Let’s be clear: freedom of speech is a right, one worth defending regardless of how distasteful that defense might become. That written, can we find the world’s smallest campus (enough room for two desks and two huge egos) and send Larry Summers and Ward Churchill there? In recent days Mr. Summers, president of Harvard, wondered aloud if perhaps women are somehow physiologically disinclined toward math and the sciences. Mr. Churchill was pointedly disinvited to speak at Hamilton College in New York and volunteered for a demotion at the University of Colorado, where he teaches ethics, because of a 2001 essay in which he wrote that some of the 9-11 victims got what was coming to them.
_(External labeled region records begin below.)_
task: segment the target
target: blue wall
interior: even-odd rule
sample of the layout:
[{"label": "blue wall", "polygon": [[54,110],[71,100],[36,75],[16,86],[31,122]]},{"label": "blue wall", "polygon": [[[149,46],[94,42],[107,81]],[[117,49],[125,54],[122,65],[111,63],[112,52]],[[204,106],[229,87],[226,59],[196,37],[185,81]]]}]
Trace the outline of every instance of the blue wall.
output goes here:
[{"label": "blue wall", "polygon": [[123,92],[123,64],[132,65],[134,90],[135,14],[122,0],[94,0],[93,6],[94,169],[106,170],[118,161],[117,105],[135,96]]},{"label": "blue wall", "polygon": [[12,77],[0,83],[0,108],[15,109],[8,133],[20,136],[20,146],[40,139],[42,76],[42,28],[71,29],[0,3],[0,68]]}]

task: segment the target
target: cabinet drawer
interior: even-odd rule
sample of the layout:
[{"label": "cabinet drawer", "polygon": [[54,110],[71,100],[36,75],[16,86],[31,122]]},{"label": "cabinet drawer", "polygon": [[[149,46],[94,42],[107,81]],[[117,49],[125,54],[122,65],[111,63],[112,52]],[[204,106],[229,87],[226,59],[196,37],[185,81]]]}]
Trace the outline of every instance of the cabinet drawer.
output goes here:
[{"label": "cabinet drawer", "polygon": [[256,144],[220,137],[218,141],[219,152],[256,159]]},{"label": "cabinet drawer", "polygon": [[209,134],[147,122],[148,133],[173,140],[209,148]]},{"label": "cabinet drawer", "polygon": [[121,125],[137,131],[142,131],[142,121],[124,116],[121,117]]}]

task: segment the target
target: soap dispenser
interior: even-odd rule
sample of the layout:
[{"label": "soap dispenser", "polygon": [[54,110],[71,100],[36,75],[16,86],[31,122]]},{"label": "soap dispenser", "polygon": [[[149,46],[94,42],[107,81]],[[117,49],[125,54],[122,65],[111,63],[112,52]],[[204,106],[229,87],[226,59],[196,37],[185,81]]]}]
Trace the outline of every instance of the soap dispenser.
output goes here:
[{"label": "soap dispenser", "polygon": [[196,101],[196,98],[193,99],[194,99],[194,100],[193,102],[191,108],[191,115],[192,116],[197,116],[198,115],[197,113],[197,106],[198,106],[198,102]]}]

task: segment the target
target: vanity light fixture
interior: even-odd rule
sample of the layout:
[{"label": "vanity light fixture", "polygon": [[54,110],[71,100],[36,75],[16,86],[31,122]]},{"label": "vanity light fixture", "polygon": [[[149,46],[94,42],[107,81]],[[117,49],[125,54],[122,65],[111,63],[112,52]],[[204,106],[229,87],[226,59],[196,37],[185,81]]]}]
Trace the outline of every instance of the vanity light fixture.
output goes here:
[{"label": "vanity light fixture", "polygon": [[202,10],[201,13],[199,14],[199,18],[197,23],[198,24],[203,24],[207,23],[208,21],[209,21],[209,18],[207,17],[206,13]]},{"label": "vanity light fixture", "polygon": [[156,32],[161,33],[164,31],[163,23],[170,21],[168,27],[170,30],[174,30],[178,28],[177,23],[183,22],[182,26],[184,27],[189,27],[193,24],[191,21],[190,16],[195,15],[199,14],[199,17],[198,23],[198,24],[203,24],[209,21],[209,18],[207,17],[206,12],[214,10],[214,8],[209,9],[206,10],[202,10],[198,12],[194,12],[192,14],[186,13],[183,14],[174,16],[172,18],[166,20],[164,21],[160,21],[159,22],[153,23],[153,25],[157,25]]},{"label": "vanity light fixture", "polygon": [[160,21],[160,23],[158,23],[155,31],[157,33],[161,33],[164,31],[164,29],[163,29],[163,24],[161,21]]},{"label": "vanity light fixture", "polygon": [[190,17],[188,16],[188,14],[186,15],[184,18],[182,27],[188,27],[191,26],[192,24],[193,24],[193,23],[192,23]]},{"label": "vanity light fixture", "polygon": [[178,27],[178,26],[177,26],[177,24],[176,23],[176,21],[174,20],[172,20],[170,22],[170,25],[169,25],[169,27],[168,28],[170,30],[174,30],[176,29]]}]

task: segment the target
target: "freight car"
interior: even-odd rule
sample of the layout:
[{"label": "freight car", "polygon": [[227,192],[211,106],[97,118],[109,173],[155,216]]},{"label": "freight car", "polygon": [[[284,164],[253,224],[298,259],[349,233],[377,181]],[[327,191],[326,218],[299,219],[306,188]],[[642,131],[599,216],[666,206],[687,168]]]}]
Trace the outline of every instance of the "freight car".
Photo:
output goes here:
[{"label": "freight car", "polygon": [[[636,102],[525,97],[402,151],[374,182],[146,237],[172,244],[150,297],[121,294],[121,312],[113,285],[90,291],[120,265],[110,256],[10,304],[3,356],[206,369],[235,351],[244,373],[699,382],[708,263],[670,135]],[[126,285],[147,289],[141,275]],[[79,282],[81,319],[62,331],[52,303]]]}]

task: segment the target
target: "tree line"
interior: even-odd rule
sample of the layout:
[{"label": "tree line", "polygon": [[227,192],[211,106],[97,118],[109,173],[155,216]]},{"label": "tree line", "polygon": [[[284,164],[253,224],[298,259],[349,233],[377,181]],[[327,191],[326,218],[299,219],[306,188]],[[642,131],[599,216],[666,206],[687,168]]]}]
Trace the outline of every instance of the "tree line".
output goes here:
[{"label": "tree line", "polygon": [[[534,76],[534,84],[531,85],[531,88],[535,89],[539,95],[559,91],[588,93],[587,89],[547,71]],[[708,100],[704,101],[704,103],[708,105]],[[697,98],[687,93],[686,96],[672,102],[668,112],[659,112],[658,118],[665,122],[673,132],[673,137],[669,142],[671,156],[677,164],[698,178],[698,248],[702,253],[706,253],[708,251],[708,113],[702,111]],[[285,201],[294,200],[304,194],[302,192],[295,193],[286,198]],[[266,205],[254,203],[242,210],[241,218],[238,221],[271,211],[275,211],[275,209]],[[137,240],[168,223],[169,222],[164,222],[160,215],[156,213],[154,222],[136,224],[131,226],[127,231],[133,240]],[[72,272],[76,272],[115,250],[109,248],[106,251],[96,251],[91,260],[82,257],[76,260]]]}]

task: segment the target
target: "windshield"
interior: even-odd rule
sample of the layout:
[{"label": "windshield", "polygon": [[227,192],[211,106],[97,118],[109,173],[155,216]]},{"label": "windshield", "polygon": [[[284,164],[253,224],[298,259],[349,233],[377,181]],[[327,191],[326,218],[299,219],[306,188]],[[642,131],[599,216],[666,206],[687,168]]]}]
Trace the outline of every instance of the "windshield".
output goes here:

Mr. Summers, speaking informally and without notes at an economics conference, suggested that innate differences between the sexes – rather than old boy sexism – explains the dearth of women represented in those disciplines in higher ed. Predictably, Mr. Summers set off a storm of protest from academics and pundits of both genders. He responded by saying he was merely being “provocative” and trying to stimulate statistical research into the disparity.
Uh huh. Like I wrote, free speech, particularly at a university, is a sacred thing and who knows, maybe some day statistical (or other) research may show Mr. Summers has some sort of point there… somewhere. Or not.
It does, however, strike one as odd that the president of Harvard would decide to take a wild hare and throw out a statement like that and then decide, after the fact, to announce his provocative intent. Is this what a grown-up university president would do?
It’s been three years since Mr. Summers left the Treasury Department and returned to his alma mater. First thing he did on arrival was to “provoke‿ the eminent African-American scholar Cornel West to decamp for Princeton. Then he provocatively accused unnamed faculty members of being anti-Semitic. Hey! Lab partner! Hypotheses are fine, but they’re only the first stage in an experiment. You have to have a little follow-through if you want to be a real academic. Maybe you missed that class.
In December ‘91, Mr. Summers, then a rising economist at the World Bank, wrote a famous memo in which he recommended that pollution be steered toward African nations and other less-developed countries because, since wages are low in those places, people’s lives have less value. After the memo was leaked and people started screaming, Mr. Summers protested that he had been misunderstood and that he was only trying to be – guess what? – provocative.
Do a bit of Googling on Mr. Summers and you’ll see any number of pundits rising to the defense of his free speech and the sacred grove of the academy. This may be principle, or it may have to do with the fact that Larry Summers is a white guy presiding at the definitive eastern establishment. And after all, he only bashed women, right?
Notably fewer voices, almost none really, have been raised in defense of Ward Churchill, not a college president, not a white guy (he’s Native American), not eastern and definitely not establishment. Whatever he may have going against him, Mr. Churchill is giving Mr. Summers a run for the money in the jackass department.
In late 2001, Mr. Churchill wrote an essay saying the 9-11 attacks were in part the result of US military and corporate policies around the world. He further noted that the rules of war the U.S. plays by would have made buildings like the Pentagon and World Trade Center legitimate targets for attack. (The WTC had a CIA office in it.)
Those points could be the start of an interesting debate. Unfortunately, Mr. Churchill chose to write: “If there was a better, more effective, or in fact any other way of visiting some penalty befitting their participation upon the little Eichmanns inhabiting the sterile sanctuary of the twin towers, I’d really be interested in hearing about it.‿
If you use fighting words, don’t start crying when your nose gets punched. It’s clear Mr. Churchill was looking for attention, to be “provocative‿ or trying to start a fight. After he got one, he discovered his skin was too thin and wants to portray himself as victim.
Ward Churchill has a right to speak his mind and I’ll defend that right but at the same time remind him that as a professor (of ethics, no less) he has a responsibility to use tones more elevated than the pre-fight trash talk boxers engage in.
As mom used to scold, it’s not what you say; it’s how you say it. If you want respect for your ideas, you have to give respect to your intended audience.